Currently, Africa’s 54 nations comprise approximately 25% of the countries making up the United Nations. The interaction of regional and national governance is sacrosanct. Over the years, Africa has undergone periods of violent change, from precolonial to postcolonial, and modern-day leadership. Given that European cartographers drew the boundaries of many African nations, the ties between people and their leaders are often fraught with difficulties. Over the years, African governments have redrawn their boundaries to better reflect cultural, political, and social nuances.

Over time, the conflict-ridden areas throughout Africa have eased. Multiple peace initiatives have supplanted growing conflict, and fomented a new cultural consciousness that espouses growth and development over war and conflict. While conflict still exists across many parts of Africa, the overall climate has cooled significantly from the days of rebellion and genocide. War-torn zones still exist, and development in these areas is riddled with challenges, extreme poverty, and hopelessness.

Conflict and governance are interlinked across Africa.

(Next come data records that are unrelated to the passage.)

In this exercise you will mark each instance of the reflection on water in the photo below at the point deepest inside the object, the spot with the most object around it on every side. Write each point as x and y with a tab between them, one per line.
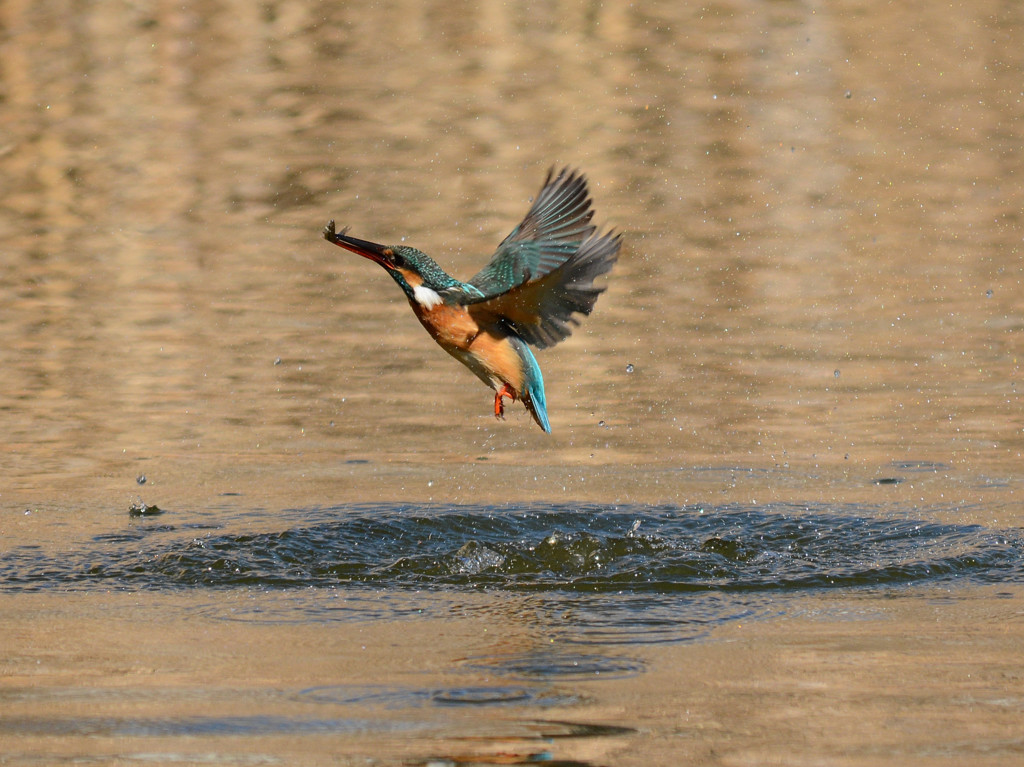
805	194
596	574
819	290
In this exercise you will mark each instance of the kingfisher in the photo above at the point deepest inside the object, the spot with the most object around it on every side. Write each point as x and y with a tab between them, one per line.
530	293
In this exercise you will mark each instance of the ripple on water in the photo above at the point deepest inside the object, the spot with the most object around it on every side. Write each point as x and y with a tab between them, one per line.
626	573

Corruption is a widespread problem, particularly in the Central African Republic, Somalia, and South Sudan. Post-Cold War, major changes began to shape the political and social landscape across Africa. The liberalization of the USSR led to the development of civil society across Africa. Consider the Freedom House report from 1988 (17/50 countries were free or partly free) compared to the report from 2015 (31/54 countries were free or partly free).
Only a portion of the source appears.